According to her, the Cycle Time for the N-400, the Application for Naturalization, was 13 months in December 2021 and was reduced to 9.6 months in July 2022. She claimed that they are also noticing that to some extent in other kinds.
"We require the time to resolve it. 8.5 million outstanding cases are almost 5 million more than the cycle time targets for the first six months, which is a very large quantity. Consequently, we have a ton of work, explains Jaddou.
Jaddou spoke on customer service as well, using the renewal of an I-90 and a Green Card as examples.
According to Jaddou, you require an appointment and must visit a field office when there is a delay or when it is about to expire. Just consider the resources required, not to mention the inconvenience to the person, of having to contact, schedule an appointment, travel, and obtain a stamp for them to have a longer time while they adjudicate taking into account the backlog.
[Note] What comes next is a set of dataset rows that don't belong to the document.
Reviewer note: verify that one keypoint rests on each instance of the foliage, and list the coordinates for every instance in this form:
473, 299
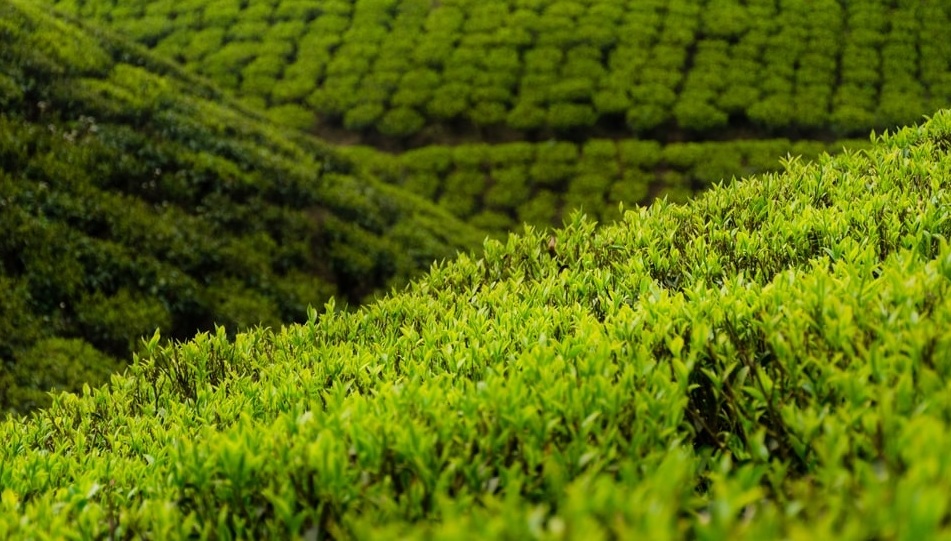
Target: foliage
770, 360
135, 196
543, 183
832, 68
According to her, the organization is looking at ways to prolong the time that appointments are automatically scheduled so that people don't have to call in the first place and to free up those resources.
To keep the wait time for a phone call coming in under 10 minutes, they are also considering the notion of a stakeholder inquiry mailbox for systemic concerns. They are figuring out how to make the automated systems more effective so that calls are sent to the appropriate individual.
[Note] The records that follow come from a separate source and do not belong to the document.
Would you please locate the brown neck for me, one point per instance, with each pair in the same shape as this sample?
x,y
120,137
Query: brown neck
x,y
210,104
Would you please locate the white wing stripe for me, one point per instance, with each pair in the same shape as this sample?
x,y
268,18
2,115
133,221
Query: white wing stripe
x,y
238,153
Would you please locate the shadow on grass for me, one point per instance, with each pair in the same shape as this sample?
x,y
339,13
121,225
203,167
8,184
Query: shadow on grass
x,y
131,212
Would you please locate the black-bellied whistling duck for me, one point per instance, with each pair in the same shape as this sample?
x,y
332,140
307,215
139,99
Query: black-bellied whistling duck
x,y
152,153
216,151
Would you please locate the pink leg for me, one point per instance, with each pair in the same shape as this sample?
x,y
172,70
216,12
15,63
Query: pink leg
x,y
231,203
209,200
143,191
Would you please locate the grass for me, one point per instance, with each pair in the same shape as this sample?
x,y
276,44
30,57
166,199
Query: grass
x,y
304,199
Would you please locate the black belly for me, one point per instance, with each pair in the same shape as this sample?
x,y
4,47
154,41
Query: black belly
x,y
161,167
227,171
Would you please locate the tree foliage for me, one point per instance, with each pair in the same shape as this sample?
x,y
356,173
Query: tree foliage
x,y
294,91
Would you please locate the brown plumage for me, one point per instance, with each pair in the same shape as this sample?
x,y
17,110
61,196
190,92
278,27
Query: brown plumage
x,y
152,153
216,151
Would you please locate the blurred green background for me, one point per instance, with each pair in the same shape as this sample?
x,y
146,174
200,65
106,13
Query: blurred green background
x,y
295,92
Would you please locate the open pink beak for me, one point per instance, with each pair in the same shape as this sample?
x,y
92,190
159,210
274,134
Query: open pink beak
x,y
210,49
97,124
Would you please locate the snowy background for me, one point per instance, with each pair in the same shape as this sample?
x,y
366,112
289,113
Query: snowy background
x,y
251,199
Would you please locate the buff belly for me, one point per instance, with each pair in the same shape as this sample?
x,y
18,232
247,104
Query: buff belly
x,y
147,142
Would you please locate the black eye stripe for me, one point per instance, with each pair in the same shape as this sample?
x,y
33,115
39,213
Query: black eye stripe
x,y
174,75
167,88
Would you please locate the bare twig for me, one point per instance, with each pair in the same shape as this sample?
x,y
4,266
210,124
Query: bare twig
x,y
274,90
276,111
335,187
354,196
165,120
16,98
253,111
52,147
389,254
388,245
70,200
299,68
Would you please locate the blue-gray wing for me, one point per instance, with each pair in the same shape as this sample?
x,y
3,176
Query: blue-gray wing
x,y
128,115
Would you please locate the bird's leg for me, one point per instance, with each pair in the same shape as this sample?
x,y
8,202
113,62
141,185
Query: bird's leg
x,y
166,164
USCIS is Considering a Method for Electronic Filing
Jaddou expressed her excitement for their plan to make the USCIS computerized so that applicants may finish the entire procedure online. 13 benefit forms are presently accessible for electronic filing, according to her, and 18% of their submissions are being made online. She said that the problem was that not everyone was utilizing it. People are still preferring paper even though 46% of the forms that are accessible for electronic filing can only be submitted electronically, according to her.
Jaddou explained they comprehend that the G-28, the attorney form, and the handshake between the lawyer and their client are two problems, and that the ability for the lawyers' representatives to have their case management systems and have those systems be able to communicate with theirs, rather than having to fill out those forms, is one of the issues. Therefore, these are all difficulties that they are overcoming.
Going electronic, according to Jaddou, increases efficiency and reduces the problem of human mistakes. She claims that the organization is aiming to simplify the procedure so that everything can be done online in one location.
"This will be very beneficial, effective, and economical. And I believe the outcomes will be better. However, we are aware that there are several problems and that we must reach representative accounts as well. But we have given these things a higher priority. And we are committed to," Jaddou remarked.
Coven stated that they are now deciding what topics they want to focus on for research and study as well as their objectives for the upcoming year.
One of them, according to Coven, had to do with a concern that stakeholders have been raising around RFEs and whether or not they're getting sort of repetitive and superfluous requests for further proof. And they already know that's a topic they want to research next year.
According to a study by CIS, USCIS employs more than 20,000 people, has more than 200 offices and other facilities around the United States and internationally, and has an annual budget that has averaged over $4 billion since 2018.